Je me souviens des grands départs de La Rochelle, Honfleur et Dieppe ; de Champlain et de la Grande Tabagie de Tadoussac ; de Marie de l'Incarnation, venue couronner « ses petites princesses » au bout du monde ; de la Grande Paix de 1701, et du discours et de la mort de Kondiaronk ; de Brébeuf et des Grands Lacs, de La Vérendrye et de l'Ouest, de Cavelier de La Salle et du Mississippi ; de Guillaume Couture et du baron de Saint-Castin, que la forêt américaine a convertis et baptisés, avant d'en faire des héros de légende.
Bien avant que le fleuve Hudson fût le fleuve Hudson, le Français qui n'était déjà plus Français, y chantait sur son canot d'écorce À la claire fontaine, au Canadien qu'il devenait.

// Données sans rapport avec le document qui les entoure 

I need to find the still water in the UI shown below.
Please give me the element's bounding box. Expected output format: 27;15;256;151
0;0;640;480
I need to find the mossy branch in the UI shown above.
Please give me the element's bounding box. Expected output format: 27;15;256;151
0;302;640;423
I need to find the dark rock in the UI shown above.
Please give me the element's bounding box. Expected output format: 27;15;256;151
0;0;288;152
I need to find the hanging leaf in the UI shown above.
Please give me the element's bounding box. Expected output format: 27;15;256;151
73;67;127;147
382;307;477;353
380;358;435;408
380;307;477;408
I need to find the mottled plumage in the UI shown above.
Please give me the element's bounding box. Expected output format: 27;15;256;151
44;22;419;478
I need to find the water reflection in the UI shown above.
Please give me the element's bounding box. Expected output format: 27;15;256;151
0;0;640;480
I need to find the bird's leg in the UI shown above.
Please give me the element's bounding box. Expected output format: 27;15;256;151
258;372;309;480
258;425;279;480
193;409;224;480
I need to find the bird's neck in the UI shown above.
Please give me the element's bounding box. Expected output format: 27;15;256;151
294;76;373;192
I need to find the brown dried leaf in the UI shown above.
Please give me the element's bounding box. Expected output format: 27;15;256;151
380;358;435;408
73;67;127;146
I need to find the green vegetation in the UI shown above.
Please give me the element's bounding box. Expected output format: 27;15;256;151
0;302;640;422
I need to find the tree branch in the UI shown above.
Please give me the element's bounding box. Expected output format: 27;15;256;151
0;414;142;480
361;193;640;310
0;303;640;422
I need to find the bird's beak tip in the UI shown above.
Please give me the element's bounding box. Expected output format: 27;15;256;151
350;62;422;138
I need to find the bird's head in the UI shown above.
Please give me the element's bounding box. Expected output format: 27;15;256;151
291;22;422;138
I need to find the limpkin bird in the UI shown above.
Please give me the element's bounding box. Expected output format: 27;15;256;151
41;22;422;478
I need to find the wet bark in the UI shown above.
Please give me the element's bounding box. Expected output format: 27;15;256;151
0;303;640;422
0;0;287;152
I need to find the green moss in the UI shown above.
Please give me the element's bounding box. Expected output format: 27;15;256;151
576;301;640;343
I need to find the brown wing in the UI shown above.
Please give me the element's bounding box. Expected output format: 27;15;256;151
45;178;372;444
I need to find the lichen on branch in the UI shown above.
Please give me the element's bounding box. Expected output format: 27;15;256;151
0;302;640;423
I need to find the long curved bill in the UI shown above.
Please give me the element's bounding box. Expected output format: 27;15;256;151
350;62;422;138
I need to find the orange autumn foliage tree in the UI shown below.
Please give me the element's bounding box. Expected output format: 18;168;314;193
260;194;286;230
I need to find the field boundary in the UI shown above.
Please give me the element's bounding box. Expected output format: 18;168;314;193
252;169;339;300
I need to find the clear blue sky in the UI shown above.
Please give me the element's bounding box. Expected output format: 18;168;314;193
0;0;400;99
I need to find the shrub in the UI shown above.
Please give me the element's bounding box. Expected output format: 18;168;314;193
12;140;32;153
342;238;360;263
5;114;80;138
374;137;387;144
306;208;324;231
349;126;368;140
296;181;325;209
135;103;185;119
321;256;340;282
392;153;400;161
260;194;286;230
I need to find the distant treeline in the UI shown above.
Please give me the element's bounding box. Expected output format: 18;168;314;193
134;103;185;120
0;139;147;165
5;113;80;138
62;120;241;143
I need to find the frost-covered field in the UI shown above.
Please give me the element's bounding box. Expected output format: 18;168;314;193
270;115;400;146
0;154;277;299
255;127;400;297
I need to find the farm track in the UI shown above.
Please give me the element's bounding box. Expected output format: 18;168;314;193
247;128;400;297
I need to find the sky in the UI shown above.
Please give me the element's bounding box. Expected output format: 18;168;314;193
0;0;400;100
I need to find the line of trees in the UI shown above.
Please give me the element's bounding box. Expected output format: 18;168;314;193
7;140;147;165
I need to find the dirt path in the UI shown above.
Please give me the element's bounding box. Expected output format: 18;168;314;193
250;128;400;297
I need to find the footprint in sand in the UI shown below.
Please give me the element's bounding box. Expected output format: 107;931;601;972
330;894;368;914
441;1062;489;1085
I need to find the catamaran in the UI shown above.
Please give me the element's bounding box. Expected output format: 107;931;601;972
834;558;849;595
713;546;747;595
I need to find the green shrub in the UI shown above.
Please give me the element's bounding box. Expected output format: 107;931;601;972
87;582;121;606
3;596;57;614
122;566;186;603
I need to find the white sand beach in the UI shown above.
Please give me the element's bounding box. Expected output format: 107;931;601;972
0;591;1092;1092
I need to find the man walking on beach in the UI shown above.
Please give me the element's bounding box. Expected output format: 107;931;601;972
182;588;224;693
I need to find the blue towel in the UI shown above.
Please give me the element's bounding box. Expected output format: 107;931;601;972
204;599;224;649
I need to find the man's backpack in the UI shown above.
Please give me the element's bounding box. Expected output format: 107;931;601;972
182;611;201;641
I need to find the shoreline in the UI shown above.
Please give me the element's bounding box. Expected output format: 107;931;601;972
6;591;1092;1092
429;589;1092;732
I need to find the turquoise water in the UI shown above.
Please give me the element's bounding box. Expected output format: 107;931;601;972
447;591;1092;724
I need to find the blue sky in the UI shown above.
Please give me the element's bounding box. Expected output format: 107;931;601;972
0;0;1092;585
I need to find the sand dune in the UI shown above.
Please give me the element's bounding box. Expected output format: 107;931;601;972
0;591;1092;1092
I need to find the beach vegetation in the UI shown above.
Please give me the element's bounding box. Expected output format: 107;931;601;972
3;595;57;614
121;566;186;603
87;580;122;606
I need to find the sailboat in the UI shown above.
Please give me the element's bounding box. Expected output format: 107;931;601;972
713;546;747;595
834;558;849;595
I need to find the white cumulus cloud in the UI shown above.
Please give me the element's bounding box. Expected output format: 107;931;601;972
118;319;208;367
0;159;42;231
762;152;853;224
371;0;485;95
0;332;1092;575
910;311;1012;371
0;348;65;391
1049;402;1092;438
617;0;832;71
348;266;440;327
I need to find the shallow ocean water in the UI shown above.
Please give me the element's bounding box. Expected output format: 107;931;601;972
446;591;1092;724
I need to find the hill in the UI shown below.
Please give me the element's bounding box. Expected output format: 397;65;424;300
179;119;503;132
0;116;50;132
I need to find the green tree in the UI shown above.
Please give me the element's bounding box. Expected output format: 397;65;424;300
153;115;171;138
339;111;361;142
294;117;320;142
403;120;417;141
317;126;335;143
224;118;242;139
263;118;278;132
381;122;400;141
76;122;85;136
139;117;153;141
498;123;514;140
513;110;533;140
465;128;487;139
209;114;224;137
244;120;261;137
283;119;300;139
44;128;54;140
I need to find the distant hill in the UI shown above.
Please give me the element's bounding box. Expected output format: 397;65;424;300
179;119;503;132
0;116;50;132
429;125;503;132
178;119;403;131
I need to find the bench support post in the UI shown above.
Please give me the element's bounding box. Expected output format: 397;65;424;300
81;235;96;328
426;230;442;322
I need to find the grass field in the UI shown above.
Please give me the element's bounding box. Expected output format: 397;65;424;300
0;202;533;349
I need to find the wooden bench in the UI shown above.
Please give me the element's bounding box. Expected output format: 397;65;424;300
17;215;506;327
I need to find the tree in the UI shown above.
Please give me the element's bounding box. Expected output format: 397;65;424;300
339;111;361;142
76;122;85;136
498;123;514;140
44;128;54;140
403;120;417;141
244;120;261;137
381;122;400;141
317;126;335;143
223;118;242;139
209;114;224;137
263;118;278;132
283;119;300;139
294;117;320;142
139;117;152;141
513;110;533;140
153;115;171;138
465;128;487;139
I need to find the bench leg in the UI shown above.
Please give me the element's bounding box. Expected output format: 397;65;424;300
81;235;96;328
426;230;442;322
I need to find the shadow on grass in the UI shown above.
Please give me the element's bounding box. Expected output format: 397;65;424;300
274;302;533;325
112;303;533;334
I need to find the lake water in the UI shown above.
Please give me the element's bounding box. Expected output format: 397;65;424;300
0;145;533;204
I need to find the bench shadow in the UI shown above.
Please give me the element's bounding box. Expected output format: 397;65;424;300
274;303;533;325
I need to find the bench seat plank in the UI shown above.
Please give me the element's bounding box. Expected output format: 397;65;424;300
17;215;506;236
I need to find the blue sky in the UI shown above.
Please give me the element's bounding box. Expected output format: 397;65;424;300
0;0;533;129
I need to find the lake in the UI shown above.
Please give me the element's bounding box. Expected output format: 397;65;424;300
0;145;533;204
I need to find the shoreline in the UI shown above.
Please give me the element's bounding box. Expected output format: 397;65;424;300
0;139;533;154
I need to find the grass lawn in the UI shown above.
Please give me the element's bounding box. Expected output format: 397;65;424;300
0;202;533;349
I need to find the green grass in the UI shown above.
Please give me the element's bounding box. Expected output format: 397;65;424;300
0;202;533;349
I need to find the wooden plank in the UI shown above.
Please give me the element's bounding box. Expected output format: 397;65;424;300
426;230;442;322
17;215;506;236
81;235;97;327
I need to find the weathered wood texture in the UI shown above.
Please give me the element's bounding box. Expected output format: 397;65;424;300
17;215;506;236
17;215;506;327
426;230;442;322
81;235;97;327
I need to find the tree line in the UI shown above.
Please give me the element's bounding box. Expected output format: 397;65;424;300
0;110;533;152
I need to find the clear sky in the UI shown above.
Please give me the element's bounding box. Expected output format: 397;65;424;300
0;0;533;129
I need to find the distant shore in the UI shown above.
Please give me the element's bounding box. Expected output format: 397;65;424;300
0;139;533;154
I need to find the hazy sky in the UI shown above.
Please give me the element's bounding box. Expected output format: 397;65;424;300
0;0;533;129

Le Québec et l'Acadie sont les orphelins, ou les bâtards mal-aimés, d'une Amérique qui aurait pu être franco-amérindienne, et que le Godon (surnom de l'Anglais) a parqué dans des enclaves. Résultat : deux siècles après la Conquête et la Déportation des Acadiens, nous étions « l'un des rares lieux dans le monde où le français est un signe d'infériorité », selon Miron en 1981 à Apostrophes. C'était quatre ans après l'adoption, par Camille Laurin et le gouvernement de René Lévesque, de la Loi 101, qui avait remis la langue française à sa juste place - la première ; ce qui ne s'était pas vu depuis la Nouvelle-France.
La langue, qui est symbolique, réunit ce qui a été séparé. La non-langue sépare ce qui avait été réuni, et introduit la division en interdisant toute communion. Plus que d'une « guerre culturelle », nous nous trouvons au milieu d'un combat métaphysique à même le langage, entre ce qui cherche à réunir par le haut (symbolus) et à désunir par le bas (diabolus). L'agressivité nihiliste contre la langue, contre les nations et leur histoire est une gifle à tous les dépossédés, qui attendent en périphérie de l'empire la fin du délire.
Dans L'homme rapaillé («rassemblé» et, par métaphore : «réconcilié»), Miron voit la langue comme l'instrument de l'unité retrouvée. Le poète y fait apparaître le pays blessé, par les « chemins défoncés de son histoire / aux hommes debout dans l'horizon de la justice » : il annonce une histoire de dignité reconquise qui reste à écrire, non à réécrire.
La révolution se manifeste quand la vérité et le mensonge deviennent une question de vie ou de mort, selon Soljénitsyne ; l'illusion de la mise en scène sociale, de la gauche et de la droite éclate. Chacun est renvoyé à sa conscience : dois-je continuer de consentir au mensonge ? Ou dois-je dire la vérité, en prenant le risque de me faire bannir de la cité ?
D'une certaine façon, par-delà ses horreurs qui ne sont pas souhaitables, on peut penser à l'instar d'un Berdiaeff que la révolution recèle un sens caché, pour des nations qui ont pensé pouvoir vivre indéfiniment de la rente du passé, à l'abri de l'épreuve de la liberté et du combat spirituel pour la vérité. Le mensonge de la «réécriture inclusive», qui scelle l'alliance de la perversité intellectuelle et de la lâcheté mondaine, ne veut pas la justice mais la parodie de la justice, au point de nous faire oublier et la justice et la possibilité du mal. C'est la ruse du diable, ce ringard absolu, que de se faire passer pour neuf, lui qui ne sait pas créer ; qui ne sait que parodier l'Esprit en altérant tout ce qu'il touche et réécrit.